De openbare ruimte barst van de beelden (aantrekkelijk, vulgair, curieus, saai) en wordt overspoeld met teksten (boute uitspraken, bijtende beweringen, bezwerende vermaningen, futiliteiten) die voorbijgangers al dan niet vrijwillig veranderen in een geboeid publiek. Wat komt er vóór de boodschap? Een schets wellicht, een gedachteloze krabbel zelfs – het kraspatroon van de pen die je even uitprobeert voordat je begint aan een bevlogen kattebelletje aan jezelf of een onderkoelde memo aan collega’s op kantoor. Het zou zomaar kunnen dat zelfs CEO’s een handvol sterren of een visgraatpatroon in de kantlijn van hun blocnote hebben staan. Zulke maaksels worden gezien als een eigenaardigheidje, hooguit misschien als bijzaak waar psychologen een vluchtige blik op werpen terwijl ze zich verdiepen in de kluwen van je meer in het oog springende problemen.
Voor de Nederlandse kunstenaar Lily van der Stokker vormen deze maaksels – het ‘visuele afval’ van de wereld, zoals ze het zelf noemt – het onderwerp van haar werk. Er is in het verleden al veel geschreven in een poging te doorgronden waar abstracte kunst over ‘ging’: wat als het allemaal frivool was? Van der Stokker, bekend om haar grote wandschilderingen, murals en beelden die vaak als schattig of meisjesachtig worden beschouwd, durft met haar werk te suggereren dat pastelroze wolken en boterbloemgele spetters – altijd volgens een strikt ontwerp en met de grootste zorg verwezenlijkt door een bekwaam team – radicale opvolgers zijn van de bejubelde druppeltechniek en wilde penseelstreken waar mannelijke schilders in de twintigste eeuw om werden aanbeden. Alles draait daarbij om de krabbel (of het gebaar, zoals het in de moderne kunst bij voorkeur wordt genoemd) als basis voor een beeldtaal.
Van der Stokker is geïnteresseerd in ‘niks’. In de zen-schoonheid ervan. Je zou het haar primaire medium kunnen noemen, met het schilderen of krabbelen als visualisatie van niks, of van wat je geen tweede blik waardig zou keuren totdat zij het je toont als iets wat gezien mag worden. Ze verandert het vermoeden dat de kunstenaar niks uitvoert en niks te bieden heeft in wat ze ‘het schandaal van moeiteloos niks schilderen’ noemt.
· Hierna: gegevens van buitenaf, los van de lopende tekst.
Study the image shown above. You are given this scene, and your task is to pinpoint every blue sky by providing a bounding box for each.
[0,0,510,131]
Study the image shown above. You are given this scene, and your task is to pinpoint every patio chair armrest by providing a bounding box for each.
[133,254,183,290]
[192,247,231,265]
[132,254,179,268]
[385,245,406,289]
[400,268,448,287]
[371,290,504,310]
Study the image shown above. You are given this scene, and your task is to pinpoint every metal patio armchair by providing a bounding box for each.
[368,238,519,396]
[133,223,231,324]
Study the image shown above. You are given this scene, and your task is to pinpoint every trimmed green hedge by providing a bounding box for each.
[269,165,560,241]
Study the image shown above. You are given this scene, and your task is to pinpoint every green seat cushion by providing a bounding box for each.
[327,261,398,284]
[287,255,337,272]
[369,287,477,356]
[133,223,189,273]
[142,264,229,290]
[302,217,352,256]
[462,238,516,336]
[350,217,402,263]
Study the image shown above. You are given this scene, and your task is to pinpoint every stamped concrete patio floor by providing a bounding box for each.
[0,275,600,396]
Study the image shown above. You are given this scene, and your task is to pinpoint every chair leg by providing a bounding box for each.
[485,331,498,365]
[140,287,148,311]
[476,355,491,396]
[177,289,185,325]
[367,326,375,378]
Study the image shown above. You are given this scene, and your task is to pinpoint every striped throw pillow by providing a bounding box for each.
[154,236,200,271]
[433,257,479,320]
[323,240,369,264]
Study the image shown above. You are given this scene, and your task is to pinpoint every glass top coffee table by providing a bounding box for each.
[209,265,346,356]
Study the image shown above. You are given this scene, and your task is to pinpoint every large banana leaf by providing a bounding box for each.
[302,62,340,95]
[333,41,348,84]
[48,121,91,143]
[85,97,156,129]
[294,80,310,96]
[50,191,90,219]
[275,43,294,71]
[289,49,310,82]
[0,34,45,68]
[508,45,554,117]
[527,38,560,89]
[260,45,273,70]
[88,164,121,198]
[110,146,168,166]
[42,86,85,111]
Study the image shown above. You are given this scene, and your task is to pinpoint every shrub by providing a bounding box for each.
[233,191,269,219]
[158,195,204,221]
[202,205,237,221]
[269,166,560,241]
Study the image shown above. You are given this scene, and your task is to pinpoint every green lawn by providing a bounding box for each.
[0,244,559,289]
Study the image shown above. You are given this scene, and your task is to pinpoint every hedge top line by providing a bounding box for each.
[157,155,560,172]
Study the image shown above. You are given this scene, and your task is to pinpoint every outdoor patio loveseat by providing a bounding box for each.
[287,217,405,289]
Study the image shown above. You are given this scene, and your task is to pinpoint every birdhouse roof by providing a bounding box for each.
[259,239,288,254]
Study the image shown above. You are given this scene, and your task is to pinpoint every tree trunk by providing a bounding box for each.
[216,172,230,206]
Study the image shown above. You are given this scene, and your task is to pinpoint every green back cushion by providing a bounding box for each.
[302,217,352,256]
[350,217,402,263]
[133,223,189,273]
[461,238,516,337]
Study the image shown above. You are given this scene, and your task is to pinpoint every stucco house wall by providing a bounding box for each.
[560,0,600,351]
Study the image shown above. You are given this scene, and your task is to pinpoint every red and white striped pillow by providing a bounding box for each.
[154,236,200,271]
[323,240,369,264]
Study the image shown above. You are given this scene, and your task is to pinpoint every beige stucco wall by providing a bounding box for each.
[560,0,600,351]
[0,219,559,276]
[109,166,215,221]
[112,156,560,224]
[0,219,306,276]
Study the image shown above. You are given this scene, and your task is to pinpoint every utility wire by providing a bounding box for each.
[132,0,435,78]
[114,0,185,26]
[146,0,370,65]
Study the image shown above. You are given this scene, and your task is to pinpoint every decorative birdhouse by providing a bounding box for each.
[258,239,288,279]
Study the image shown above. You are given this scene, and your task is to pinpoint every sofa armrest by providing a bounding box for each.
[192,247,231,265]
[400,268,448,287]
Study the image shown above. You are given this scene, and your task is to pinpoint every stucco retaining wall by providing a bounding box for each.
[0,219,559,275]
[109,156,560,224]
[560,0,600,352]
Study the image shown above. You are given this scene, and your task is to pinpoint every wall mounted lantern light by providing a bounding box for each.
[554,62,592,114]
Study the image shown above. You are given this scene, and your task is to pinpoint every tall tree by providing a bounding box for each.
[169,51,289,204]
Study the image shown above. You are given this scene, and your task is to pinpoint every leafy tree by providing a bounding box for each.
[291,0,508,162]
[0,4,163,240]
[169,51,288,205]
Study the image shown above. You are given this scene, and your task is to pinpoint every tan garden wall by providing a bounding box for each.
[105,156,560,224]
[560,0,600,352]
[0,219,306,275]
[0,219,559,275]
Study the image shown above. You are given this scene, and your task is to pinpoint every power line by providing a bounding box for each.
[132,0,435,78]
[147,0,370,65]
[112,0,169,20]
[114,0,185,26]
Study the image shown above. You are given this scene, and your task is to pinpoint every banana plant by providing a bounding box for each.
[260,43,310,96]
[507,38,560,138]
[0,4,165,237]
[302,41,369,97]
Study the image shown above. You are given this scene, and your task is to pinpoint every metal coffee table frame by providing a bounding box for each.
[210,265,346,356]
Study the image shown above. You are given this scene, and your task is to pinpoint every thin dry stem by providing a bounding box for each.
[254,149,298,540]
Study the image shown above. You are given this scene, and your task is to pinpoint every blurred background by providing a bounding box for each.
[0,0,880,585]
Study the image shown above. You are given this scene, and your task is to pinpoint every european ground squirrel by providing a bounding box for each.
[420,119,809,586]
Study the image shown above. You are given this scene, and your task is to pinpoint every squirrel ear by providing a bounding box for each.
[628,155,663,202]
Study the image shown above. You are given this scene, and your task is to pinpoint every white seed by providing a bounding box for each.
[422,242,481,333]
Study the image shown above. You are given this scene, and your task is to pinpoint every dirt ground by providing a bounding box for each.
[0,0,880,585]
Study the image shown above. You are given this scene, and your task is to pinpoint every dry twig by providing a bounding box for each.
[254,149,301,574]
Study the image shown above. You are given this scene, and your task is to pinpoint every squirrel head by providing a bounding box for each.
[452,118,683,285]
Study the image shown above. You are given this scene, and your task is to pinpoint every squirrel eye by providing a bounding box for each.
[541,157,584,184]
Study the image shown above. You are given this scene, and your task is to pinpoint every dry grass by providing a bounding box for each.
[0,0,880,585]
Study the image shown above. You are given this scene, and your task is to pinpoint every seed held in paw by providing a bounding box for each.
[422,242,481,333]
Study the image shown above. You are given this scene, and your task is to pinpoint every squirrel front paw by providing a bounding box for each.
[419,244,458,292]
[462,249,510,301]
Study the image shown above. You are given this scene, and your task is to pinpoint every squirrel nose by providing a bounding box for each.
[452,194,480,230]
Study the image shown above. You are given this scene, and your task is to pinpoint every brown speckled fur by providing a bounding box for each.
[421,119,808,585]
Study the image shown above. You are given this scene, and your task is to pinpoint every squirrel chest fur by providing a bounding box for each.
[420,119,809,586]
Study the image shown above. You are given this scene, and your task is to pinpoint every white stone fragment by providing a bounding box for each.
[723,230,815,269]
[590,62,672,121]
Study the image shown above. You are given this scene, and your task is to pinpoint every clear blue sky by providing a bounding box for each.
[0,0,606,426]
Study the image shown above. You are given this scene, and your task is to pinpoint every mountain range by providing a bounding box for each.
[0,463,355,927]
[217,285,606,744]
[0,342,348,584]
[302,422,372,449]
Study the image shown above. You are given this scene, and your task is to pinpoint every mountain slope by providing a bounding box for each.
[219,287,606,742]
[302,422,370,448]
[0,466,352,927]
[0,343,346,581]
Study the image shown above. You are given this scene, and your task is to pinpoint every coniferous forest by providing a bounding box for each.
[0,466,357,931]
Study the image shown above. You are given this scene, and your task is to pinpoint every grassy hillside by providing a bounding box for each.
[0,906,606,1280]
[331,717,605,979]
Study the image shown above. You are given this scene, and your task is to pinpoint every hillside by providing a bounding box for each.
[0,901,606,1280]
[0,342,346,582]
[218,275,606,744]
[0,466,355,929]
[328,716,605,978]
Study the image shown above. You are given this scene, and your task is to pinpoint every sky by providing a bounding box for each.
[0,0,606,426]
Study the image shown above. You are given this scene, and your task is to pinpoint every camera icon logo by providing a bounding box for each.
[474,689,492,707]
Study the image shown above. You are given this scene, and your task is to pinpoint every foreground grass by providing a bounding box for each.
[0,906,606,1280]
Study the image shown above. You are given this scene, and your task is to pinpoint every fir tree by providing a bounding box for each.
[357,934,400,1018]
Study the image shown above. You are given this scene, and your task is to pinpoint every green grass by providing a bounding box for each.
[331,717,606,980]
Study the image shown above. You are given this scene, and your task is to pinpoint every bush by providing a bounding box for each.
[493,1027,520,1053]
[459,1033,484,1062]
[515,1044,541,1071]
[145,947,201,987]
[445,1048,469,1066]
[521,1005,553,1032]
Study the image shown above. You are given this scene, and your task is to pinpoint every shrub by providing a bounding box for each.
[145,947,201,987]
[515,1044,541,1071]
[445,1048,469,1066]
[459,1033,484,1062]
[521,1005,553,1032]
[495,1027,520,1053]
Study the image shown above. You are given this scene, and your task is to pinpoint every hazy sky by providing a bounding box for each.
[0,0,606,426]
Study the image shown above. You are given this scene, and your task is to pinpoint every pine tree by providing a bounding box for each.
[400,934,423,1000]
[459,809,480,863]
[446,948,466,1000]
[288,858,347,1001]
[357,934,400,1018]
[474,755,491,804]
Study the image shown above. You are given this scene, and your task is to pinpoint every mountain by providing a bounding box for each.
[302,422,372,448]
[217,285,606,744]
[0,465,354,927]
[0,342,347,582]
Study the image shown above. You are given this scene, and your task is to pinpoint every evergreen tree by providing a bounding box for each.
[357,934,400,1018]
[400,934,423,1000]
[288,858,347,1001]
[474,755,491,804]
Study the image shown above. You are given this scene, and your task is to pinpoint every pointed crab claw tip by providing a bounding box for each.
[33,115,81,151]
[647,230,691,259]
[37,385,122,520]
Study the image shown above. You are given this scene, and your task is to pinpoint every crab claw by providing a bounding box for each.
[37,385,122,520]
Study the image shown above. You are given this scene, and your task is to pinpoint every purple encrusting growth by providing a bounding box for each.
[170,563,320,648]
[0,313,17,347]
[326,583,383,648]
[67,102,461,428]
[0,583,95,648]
Hier is dan haar Nothing Wall, waarin iedereen iets, wat dan ook, of juist helemaal niks kan zien na hem te hebben aanschouwd.
Kunst in de publieke ruimte is bedoeld als maatschappelijk goed, maar kan ook opdringerig of zelfs hinderlijk zijn. Iemand, en waarschijnlijk niet jij die langs deze wand loopt, heeft besloten dat deze hier een tijdje dient te staan. Soms worden zulke wanden beschilderd door schoolkinderen. Met beeldende kunst in de publieke ruimte kan worden geprobeerd een onderwerp of actuele kwestie bespreekbaar te maken, misschien zelfs een probleem op te lossen. Lily van der Stokker vindt het prima als je denkt dat dit gedachteloze krabbels zijn, slordig en rommelig, inhoudsloos of zelfs waardeloos. Maar aan de andere kant: wat is waardevol? Misschien wel dat iets je ertoe aanzet om je dat überhaupt af te vragen. En dan zou het zomaar kunnen dat je, net als de kunstenaar, een stuk schrijfgerei uit die oude mok vol potloden en balpennen pakt en probeert zelf iets uit te tekenen.